II. Les observations concernant l’article 1 de la Convention et l’article 1 du Protocole n°1 à celle-ci
La société requérante soutient que la façon dont l’Irlande a appliqué le régime des sanctions pour saisir son aéronef s’analyse en l’exercice d’un pouvoir d’appréciation susceptible de contrôle aux fins de l’article 1 de la Convention et en une violation de l’article 1 du Protocole n°1.
Le gouvernement irlandais défend la thèse inverse, tout comme les parties intervenantes telles que la Commission européenne, le Gouvernement italien, et le gouvernement britannique, à l’exception (en partie) de l’Institut de formation en Droits de l’Homme du barreau de Paris.
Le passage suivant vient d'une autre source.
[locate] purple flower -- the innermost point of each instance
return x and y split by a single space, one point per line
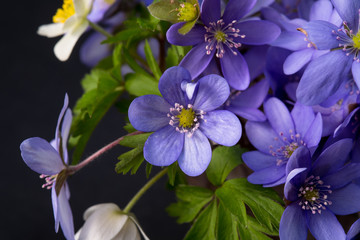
50 160
318 192
325 74
278 138
220 36
183 120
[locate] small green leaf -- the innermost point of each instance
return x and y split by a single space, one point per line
154 66
205 225
165 10
191 200
139 85
223 161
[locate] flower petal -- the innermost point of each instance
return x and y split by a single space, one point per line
257 160
64 47
235 69
328 70
197 60
221 126
210 11
213 91
40 156
196 155
325 225
149 113
257 32
235 9
297 60
170 85
297 230
195 36
332 158
51 30
279 117
164 146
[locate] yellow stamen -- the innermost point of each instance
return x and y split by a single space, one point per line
62 14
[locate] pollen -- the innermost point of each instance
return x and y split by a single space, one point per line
62 14
186 118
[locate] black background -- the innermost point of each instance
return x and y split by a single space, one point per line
33 86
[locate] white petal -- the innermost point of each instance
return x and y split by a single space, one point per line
51 30
64 47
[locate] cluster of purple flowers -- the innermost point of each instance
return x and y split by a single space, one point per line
298 61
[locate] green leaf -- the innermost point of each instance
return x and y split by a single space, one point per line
101 91
223 161
205 225
191 200
263 202
139 85
165 10
151 61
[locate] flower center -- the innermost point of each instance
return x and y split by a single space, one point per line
314 195
185 120
49 180
218 35
187 12
62 14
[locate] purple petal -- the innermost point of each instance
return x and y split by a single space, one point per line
149 113
197 60
314 133
212 92
321 34
170 85
279 117
321 10
348 11
235 69
355 69
221 126
293 41
210 11
344 176
196 155
236 9
65 214
325 225
297 230
262 136
257 32
345 200
297 60
257 160
267 175
41 157
251 114
164 146
329 70
195 36
332 157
III. Appréciation de la Cour
A. Article 1 de la Convention
L’article 1 de la Convention énonce : « Les Hautes Parties contractantes reconnaissent à toute personne relevant de leur juridiction les droits et libertés définis au titre 1 de la présente convention ».
➔ Les Etats parties doivent répondre de toute violation des droits et libertés protégés par la Convention commise à l’endroit d’individus placés sous leur « juridiction ».
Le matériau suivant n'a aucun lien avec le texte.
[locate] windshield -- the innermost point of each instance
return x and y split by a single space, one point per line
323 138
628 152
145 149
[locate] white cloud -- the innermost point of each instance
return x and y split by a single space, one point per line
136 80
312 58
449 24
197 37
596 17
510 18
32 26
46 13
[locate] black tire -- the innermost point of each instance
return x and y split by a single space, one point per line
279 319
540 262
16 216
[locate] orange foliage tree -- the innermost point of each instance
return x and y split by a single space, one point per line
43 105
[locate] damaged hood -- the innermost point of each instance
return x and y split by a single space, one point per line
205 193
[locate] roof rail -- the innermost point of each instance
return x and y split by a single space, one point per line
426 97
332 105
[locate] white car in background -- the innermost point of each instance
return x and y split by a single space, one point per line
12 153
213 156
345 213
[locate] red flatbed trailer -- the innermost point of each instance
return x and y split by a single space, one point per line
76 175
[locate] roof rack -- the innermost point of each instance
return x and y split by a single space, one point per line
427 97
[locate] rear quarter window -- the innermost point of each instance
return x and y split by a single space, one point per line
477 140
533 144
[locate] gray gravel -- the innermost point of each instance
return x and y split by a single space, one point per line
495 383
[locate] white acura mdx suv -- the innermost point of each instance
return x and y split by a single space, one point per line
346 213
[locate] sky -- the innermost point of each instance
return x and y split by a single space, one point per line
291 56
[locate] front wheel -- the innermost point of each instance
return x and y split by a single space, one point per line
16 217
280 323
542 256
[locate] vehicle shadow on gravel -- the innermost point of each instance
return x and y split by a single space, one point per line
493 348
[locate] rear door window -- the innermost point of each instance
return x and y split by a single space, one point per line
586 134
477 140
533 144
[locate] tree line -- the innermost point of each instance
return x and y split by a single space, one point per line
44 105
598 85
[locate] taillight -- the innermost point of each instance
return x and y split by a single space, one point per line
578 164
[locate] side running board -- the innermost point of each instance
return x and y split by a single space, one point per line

§137 […] « La société requérante, en tant que destinataire de la mesure litigieuse, relève de la « juridiction» de l’Etat irlandais, et son grief relatif à cette mesure est compatible ratione loci, personae et materiae avec les dispositions de la Convention ».
B. Article 1 du Protocole n°1 de la Convention
« Toute personne physique ou morale a droit au respect des ses biens. Nul ne peut être privé de sa propriété que pour cause d’utilité publique et dans les conditions prévues par la loi et les principes généraux du droit international .
Les dispositions précédentes ne portent pas atteinte aux droits que possèdent les Etats de mettre en vigueur les lois qu’ils jugent nécessaires pour réglementer l’usage des biens conformément à l’intérêt général ou pour assurer le paiement des impôts ou d’autres contributions ou des amendes.»
➔ Les parties ne contestent pas qu’il y a eu une « atteinte » (saisie de l’aéronef) aux « biens » de la société requérante (bénéfices de la location de l’appareil), et la Cour ne voit aucune raison d’en juger autrement.
1. La règle applicable
Toutefois, les parties sont en désaccord sur le point de savoir si ladite atteinte doit s’analyser en une privation de propriété ou en une mesure relevant du pouvoir que possèdent les Etats de réglementer l’usage des biens.
La cour rappelle que cette disposition garantissant le droit de propriété contient 3 normes distinctes : 1- Le principe du respect de la propriété
2- La privation de propriété sous certaines conditions.
3- Les Etats ont le droit, entres autres, de réglementer l’usage des biens conformément à l’intérêt général.